CISL Annual Report banner  
   

Improving Scalability of CCSM Components

  Simulation rate improvements
  A plot of the simulation rates of 0.1-degree Parallel Ocean Program (POP) benchmark on the Earth Simulator (ES), Cray RedStorm (RS), and Blue Gene Watson (BGW) supercomputers. This plot shows that several code modifications can double the POP benchmark's simulation rate compared to the best performance achieved in its standard form. The RS and BGW systems can sustain a simulation rate greater than five years/wall-clock day; this rate will allow long-timeframe climate simulations to be completed within usefully short times.

The recent re-emergence of highly parallel systems has placed a premium on code scalability. In particular, NSF plans to deploy a Petascale sustained system in the 2010 timeframe has accelerated our need to significantly increase the number of processors on which application codes can run efficiently. In its standard configuration, one of NCAR's flagship applications—the Community Climate System Model (CCSM)—only utilizes approximately 200 processors. Clearly, the scalability of the CCSM model must be significantly increased to successfully utilize compute cycles on the upcoming 100,000 to 500,000-processor petascale systems. Currently the systems providing the largest scale parallelism are the IBM Blue Gene and Cray XT3 systems. These prototype petascale systems provide the opportunity to examine and improve the scalability of CCSM component models on large processor counts in preparation for the upcoming NSF Petascale system.
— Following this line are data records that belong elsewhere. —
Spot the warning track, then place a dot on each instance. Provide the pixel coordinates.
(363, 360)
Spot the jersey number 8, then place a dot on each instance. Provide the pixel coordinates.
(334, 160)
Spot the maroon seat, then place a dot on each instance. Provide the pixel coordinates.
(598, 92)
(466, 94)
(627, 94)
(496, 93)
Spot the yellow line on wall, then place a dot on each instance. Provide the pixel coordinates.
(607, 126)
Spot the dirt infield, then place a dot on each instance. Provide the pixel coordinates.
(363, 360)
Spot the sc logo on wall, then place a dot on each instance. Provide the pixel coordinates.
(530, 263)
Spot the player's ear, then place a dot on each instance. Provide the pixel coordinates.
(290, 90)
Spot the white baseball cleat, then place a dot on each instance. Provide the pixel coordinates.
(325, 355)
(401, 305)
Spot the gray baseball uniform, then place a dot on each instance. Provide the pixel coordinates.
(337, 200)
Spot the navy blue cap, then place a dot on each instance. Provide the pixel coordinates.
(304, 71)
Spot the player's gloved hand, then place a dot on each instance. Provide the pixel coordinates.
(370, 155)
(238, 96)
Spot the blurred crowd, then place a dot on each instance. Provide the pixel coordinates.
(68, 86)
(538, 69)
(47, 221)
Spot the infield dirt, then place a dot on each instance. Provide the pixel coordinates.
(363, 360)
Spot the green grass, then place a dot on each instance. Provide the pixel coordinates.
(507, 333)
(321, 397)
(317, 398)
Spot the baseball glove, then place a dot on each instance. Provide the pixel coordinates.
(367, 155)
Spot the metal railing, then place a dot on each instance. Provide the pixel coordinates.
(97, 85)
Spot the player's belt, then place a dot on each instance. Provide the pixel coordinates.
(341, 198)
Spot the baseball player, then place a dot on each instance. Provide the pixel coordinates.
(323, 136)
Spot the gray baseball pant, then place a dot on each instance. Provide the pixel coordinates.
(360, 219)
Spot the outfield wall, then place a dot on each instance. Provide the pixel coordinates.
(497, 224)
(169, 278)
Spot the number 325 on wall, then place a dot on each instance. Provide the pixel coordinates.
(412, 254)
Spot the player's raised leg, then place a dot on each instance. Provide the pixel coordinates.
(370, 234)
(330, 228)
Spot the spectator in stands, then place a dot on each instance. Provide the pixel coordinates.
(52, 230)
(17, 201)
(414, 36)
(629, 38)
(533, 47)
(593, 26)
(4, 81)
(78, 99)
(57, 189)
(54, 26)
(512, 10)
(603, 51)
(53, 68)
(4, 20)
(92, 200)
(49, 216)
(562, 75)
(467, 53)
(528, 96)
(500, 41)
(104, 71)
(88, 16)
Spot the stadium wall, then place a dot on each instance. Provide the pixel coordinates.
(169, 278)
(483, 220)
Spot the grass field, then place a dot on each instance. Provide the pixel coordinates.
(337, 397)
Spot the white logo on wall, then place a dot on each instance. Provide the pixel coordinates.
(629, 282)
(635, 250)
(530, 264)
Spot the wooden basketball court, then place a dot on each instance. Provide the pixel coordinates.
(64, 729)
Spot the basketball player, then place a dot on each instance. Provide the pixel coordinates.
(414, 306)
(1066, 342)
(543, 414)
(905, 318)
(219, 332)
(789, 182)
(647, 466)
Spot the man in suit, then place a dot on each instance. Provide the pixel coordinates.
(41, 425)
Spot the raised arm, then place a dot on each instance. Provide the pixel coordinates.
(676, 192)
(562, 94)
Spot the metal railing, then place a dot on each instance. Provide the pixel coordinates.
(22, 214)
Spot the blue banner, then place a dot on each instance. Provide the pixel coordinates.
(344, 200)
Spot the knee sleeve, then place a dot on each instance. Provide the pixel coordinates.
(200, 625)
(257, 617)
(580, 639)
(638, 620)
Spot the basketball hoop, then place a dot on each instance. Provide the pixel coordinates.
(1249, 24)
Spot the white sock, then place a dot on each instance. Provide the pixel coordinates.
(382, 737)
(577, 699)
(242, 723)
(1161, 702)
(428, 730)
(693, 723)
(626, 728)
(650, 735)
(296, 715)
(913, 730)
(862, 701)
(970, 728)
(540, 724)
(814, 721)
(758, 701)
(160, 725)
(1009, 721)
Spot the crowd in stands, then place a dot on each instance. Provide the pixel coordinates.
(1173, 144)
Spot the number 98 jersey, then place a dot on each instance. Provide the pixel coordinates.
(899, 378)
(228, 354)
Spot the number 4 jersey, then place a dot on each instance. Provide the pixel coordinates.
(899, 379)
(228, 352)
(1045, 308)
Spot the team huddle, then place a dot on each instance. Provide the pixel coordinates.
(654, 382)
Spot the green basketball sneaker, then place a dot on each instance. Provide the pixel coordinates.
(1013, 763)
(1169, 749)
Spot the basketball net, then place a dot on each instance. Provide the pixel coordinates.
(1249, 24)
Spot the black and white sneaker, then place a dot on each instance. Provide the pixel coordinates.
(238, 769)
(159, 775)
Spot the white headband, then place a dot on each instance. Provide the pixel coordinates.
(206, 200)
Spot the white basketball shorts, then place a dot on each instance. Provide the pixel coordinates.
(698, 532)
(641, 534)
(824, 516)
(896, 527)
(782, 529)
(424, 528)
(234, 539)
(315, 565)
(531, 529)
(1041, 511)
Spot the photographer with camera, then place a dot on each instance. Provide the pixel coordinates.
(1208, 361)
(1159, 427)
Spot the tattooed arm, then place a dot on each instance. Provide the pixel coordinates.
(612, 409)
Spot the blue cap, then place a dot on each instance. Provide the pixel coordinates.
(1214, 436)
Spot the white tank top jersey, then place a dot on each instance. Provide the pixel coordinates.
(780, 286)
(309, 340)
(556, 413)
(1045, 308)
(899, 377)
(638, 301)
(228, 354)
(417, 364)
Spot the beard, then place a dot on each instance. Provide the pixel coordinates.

We initially examined the ability of the Blue Gene/L system to perform high-resolution ocean modeling using the Parallel Ocean Program (POP). We used the POP 0.1-degree benchmark to gauge the impact of several code modifications designed to increase simulation rate. The code modifications involve: a) redesigning data structures in the POP solver to use 1-dimensional (1D) data structures versus the existing 2-dimensional (2D) data structures, and b) adding a partitioning algorithm based on space-filling curves. Both modifications reduce POP's compute resource requirements, which allows for more efficient utilization of systems with large processor counts and limited memory bandwidth.

The figure shows the simulation rates for the POP 0.1-degree benchmark using the original and modified configurations on the Earth Simulator, IBM Blue Gene/L, and Cray RedStorm supercomputers. Note that the combination of the 1D-data-structure-based solver and space-filling curve partitioning increases the simulation rate on 30,000 IBM Blue Gene/L processors from 4.0 to 7.9 simulated years per wall-clock day. Our techniques also improved the simulation rate on 7,600 Cray RedStorm processors from 6.3 to 8.1 simulated years per wall-clock day. Our discovery suggests that it may be possible to increase the scalability of the entire CCSM model through similar code modifications. Currently, work is underway to examine and improve the scalability of both the Community Ice (CICE) model and the Community Land Model (CLM). Our future plans include examining the scalability of the Community Atmosphere Model (CAM) and the CCSM Flux-Coupler (CPL).

This work advances NCAR's strategic priority of "Conducting research in computer science, applied mathematics, statistics, and numerical methods." It is supported through the NSF cooperative Grant NSF01, and through the Department of Energy CCPP program grant DE-FC03-97ER62402.